BEAMing of Tumor Margin DNA for Mutations
150,000 GE were used for each BEAMing assay. An initial amplification with a high fidelity DNA polymerase was performed in five separate 50 µl PCR reactions each containing template DNA, 5× Phusion High Fidelity PCR buffer (NEB), 1.5 U of Hotstart Phusion polymerase (NEB), 0.2 µM of each primer, 0.25 mM of each dNTP, and 0.5 mM MgCl2. Pre-amplification primers and temperature cycling conditions are listed in Supplementary Table 1, a second PCR nested) was performed by adding 2 µl of the first amplification to a 20-µl PCR reaction of the same makeup as the first one for selected mutations. PCR products were pooled, diluted, and quantified using the PicoGreen dsDNA assay (Invitrogen, Carlsbad, CA). The fluorescence intensity was measured using a CytoFluor multiwell plate reader (PE Biosystems) and the DNA quantity was calculated using Lambda-phage DNA reference standards.
Emulsion PCR was performed as described previously (3). Briefly, a 150 µl PCR mixture was prepared containing 20 pg template DNA, 42.5 U of Platinum Taq DNA polymerase (Invitrogen, Carlsbad, CA), 1× PCR buffer (see above), 0.2 mM dNTPs, 5 mM MgCl2, 0.05 µM Tag1 (5’-tcccgcgaaattaatacgac-3'), 8 µM Tag2 (5’-gctggagctctgcagcta-3') and ~6×107 magnetic streptavidin beads (MyOne, Invitrogen, Carlsbad, CA) coated with Tag1 oligonucleotide (5’-dual biotin-T-Spacer18- tcccgcgaaattaatacgac-3'). The 150 µl PCR reaction, 600 µl oil/emulsifier mix (7% ABIL WE09, 20% mineral oil, 73% Tegosoft DEC, Evonik Goldschmidt Cooperation, Hopewell, VA), and one 5 mm steel bead (Qiagen, Hilden, Germany) were added to a 96 deep well plate 1.2 ml (Abgene, Epsom, UK). Emulsions were prepared by shaking the plate in a TissueLyser (Qiagen, Hilden, Germany) for 10 s at 15 Hz and then 7 s at 17 Hz.

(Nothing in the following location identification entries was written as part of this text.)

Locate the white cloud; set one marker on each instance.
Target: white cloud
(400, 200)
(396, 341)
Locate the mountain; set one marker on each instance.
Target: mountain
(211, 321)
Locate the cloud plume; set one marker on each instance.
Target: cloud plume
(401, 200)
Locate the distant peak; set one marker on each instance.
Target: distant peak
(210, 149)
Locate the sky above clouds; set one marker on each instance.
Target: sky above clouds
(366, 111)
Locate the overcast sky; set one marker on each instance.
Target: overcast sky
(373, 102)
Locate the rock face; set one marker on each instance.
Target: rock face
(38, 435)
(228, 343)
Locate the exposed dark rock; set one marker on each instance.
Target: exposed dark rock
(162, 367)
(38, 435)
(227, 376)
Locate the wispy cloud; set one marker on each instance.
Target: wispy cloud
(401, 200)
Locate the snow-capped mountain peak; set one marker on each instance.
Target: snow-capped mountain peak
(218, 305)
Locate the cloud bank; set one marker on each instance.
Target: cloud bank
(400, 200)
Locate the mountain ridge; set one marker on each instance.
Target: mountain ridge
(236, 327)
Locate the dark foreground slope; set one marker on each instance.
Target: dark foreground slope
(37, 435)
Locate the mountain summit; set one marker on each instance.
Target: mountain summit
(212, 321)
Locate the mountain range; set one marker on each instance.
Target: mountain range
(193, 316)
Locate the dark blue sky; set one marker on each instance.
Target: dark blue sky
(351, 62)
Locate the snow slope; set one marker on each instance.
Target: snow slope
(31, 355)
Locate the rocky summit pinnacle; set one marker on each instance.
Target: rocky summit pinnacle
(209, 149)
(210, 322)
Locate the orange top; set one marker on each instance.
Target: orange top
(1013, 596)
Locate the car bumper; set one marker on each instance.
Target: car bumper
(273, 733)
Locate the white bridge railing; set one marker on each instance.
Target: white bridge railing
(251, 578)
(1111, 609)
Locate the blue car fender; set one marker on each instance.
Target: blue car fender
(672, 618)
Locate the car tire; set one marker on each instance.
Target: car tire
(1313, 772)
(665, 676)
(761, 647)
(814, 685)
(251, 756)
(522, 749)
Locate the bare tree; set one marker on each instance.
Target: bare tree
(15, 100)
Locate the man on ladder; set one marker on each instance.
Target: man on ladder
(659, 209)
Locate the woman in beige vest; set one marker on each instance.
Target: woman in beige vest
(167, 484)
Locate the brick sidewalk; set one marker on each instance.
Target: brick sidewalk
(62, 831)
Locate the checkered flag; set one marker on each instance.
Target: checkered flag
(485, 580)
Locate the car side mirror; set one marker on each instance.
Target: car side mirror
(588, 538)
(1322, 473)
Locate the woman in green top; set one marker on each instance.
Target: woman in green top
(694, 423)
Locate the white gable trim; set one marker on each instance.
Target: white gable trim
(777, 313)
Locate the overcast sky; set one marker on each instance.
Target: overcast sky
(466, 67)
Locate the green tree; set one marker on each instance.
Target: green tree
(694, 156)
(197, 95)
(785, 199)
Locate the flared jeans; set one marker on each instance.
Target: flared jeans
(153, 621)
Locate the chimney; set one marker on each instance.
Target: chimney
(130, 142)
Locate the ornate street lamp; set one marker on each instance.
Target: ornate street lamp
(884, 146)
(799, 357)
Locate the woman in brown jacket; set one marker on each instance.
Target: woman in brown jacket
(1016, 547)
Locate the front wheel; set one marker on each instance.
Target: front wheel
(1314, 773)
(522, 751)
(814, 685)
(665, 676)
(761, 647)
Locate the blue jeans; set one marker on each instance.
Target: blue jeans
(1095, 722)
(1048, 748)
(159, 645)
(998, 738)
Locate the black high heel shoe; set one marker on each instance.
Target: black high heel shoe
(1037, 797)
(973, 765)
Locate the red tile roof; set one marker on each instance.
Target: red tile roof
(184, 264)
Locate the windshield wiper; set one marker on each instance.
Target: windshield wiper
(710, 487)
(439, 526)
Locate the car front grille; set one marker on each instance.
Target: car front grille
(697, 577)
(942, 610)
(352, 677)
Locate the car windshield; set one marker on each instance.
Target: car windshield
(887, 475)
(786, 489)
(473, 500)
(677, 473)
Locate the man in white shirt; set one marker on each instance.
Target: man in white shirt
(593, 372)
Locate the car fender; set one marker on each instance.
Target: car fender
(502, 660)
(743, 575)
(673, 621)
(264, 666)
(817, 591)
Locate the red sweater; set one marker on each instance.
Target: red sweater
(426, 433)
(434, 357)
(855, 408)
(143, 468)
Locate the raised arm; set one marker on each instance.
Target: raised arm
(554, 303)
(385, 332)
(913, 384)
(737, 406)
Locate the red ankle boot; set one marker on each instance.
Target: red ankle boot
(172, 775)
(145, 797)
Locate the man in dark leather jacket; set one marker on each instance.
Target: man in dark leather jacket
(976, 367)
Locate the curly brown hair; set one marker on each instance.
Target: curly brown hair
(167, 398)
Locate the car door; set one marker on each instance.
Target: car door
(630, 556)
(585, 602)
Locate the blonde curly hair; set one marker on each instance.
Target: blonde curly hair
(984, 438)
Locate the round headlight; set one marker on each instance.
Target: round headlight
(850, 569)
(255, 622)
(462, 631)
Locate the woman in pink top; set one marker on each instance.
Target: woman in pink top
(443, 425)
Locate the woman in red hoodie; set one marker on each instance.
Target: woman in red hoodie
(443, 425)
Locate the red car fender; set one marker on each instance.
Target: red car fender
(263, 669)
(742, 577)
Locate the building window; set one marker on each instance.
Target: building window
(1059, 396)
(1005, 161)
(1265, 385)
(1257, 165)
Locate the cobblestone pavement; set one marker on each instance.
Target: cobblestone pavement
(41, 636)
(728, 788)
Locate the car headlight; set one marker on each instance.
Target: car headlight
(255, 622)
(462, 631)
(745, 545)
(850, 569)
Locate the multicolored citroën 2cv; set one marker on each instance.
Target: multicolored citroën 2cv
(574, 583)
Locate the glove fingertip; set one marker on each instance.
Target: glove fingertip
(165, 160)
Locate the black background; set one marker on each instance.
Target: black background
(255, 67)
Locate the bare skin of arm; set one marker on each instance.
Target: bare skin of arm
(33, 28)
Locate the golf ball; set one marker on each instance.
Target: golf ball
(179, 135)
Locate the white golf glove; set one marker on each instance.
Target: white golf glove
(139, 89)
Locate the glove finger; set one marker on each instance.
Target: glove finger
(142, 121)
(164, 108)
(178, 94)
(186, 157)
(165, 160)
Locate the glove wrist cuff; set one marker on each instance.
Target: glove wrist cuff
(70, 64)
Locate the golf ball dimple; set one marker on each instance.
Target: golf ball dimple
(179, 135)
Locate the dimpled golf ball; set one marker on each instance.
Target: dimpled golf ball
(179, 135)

Emulsions were dispensed into eight PCR wells and temperature cycled at 94°C for 2 min; 3 cycles of 94°C for 10 s, 68°C for 45 s, 70°C for 75 s; 3 cycles of 94°C for 10 s, 65°C for 45 s, 70°C for 75 s, 3 cycles of 94°C for 10 s, 62°C for 45 s, 70°C for 75 s; 50 cycles of 94°C for 10 s, 59°C for 45 s, 70°C for 75 s.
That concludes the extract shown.